Rafe rounded a corner up ahead and immediately jogged forward to meet him. Worry etched his face.
“Have you seen Commander Chase yet today?”
“Yeah. He just finished chewing me a new asshole.”
“Shit.” Rafe looked at him, contrite. He fell in alongside Nathan and walked with him toward the warriors’ wing of the compound. “I had to name Jordana as a witness, man. I left her out of the patrol report because I didn’t want to make things hard for you, but—”
“It’s nothing,” Nathan replied. He could hardly be upset with his friend for simply carrying out his duty. “You had to report. I would’ve done the same thing.”
“So what’d he say?”
Nathan shrugged. “Nothing I didn’t deserve to hear. Then he yanked me off patrol for tonight. I need to let Eli know he’ll be heading things up in my place.”
“Jesus, Nathan.” Rafe frowned, gave a slow shake of his head. “This is serious shit.”
Yes, it was. But what he felt for Jordana was serious too.
And Chase was right, he needed to sort it out. He needed to see if there was any way for both the Order and her to fit into his life.
“What are you going to do?” Rafe asked.
Nathan chuckled. “I guess I’m going to go to Jordana’s exhibit opening at the museum tonight.”

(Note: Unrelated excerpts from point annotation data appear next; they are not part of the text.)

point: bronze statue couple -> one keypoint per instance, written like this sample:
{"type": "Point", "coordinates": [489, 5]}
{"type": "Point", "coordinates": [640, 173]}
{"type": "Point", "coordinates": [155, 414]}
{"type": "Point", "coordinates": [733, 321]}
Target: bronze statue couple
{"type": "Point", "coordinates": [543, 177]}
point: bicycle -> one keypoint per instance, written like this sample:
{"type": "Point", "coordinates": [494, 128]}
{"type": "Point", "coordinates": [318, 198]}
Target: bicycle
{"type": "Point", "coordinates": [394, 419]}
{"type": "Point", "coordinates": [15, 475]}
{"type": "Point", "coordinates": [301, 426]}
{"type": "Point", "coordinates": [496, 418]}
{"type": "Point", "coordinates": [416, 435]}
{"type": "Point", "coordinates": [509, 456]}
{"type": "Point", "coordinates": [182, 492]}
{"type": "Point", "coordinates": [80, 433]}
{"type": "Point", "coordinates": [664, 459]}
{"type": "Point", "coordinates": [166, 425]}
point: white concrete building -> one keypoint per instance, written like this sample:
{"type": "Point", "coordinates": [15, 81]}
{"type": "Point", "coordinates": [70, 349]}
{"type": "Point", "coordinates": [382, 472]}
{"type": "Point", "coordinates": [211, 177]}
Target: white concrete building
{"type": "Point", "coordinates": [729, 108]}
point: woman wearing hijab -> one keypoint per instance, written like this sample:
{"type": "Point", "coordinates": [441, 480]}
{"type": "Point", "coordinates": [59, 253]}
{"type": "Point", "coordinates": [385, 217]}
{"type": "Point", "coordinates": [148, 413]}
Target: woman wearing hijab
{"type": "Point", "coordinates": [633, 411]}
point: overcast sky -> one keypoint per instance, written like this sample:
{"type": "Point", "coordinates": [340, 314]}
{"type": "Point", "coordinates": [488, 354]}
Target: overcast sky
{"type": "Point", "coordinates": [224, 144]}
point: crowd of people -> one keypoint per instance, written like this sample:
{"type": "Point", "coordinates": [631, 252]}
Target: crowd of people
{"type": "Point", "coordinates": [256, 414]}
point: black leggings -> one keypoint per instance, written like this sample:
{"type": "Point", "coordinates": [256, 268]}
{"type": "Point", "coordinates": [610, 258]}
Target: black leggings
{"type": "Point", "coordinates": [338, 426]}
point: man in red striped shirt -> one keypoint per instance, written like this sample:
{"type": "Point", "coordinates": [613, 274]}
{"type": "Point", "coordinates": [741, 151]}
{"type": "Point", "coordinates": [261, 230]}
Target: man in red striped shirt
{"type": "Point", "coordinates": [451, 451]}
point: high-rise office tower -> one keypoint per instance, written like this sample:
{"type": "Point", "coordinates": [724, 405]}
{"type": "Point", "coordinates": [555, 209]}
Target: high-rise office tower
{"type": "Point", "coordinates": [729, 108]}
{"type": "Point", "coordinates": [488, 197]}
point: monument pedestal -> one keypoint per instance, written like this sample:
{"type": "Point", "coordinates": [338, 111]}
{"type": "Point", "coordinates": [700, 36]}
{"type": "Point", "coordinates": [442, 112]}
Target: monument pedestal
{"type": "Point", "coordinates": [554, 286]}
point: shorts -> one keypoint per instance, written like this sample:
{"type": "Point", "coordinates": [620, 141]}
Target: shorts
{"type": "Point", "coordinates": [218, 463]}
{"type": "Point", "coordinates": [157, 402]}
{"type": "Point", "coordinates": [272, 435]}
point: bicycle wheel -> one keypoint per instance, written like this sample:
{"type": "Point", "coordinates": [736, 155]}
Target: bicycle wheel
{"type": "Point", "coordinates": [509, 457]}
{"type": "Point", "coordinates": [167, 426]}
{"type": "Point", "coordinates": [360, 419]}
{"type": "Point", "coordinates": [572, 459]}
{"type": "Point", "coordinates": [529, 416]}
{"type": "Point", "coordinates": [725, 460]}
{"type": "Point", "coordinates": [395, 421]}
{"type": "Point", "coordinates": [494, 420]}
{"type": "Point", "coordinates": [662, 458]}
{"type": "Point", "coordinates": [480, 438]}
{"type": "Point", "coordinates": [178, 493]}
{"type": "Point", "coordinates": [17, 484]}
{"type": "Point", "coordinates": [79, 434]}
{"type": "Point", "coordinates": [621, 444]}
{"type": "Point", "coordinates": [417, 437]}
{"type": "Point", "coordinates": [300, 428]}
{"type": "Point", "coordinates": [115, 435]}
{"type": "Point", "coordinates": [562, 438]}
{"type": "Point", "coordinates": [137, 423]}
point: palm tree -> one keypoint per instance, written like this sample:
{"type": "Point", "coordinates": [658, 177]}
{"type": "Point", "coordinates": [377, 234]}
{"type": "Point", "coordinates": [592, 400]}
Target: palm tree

Rafe gaped. “What? You mean, like some kind of date? You’ve got to be joking.”
“I’m not.” When Rafe paused outside the weapons room, Nathan kept walking, heading for his quarters.
“I hope you don’t plan to go there in full patrol gear,” Rafe called out from behind him, laughing now.
Shit. Nathan hadn’t considered things that far. He, the consummate tactician. The expert at weaponry and warfare didn’t have the first clue how to present himself as anything even remotely resembling a man going to be with his woman in a social gathering.
A date, for crissake.
Nathan pivoted and strode back to find Rafe. He pulled him outside the weapons room and lowered his voice. “What the fuck does someone wear to a museum party?”
19
JORDANA STOOD IN THE GALLERY OUTSIDE THE EXHIBIT HALL of the museum, feeling a sense of relief—a sense of pride and accomplishment—as she looked out over the packed house at the grand opening that evening.
She had been hoping the event would be well attended, but the sea of benefactors, society elite, museum members and general public arriving to fill the space far exceeded anything she’d dared to imagine.
Everyone was there tonight, her father included. Martin Gates mingled easily among his Darkhaven peers and the other upper-class citizens of Boston. Dressed in a conservative charcoal gray suit, pristine white shirt, and perfectly knotted silk tie, the handsome, staid, dark-haired Breed male looked every bit the wealthy investor and businessman that he was.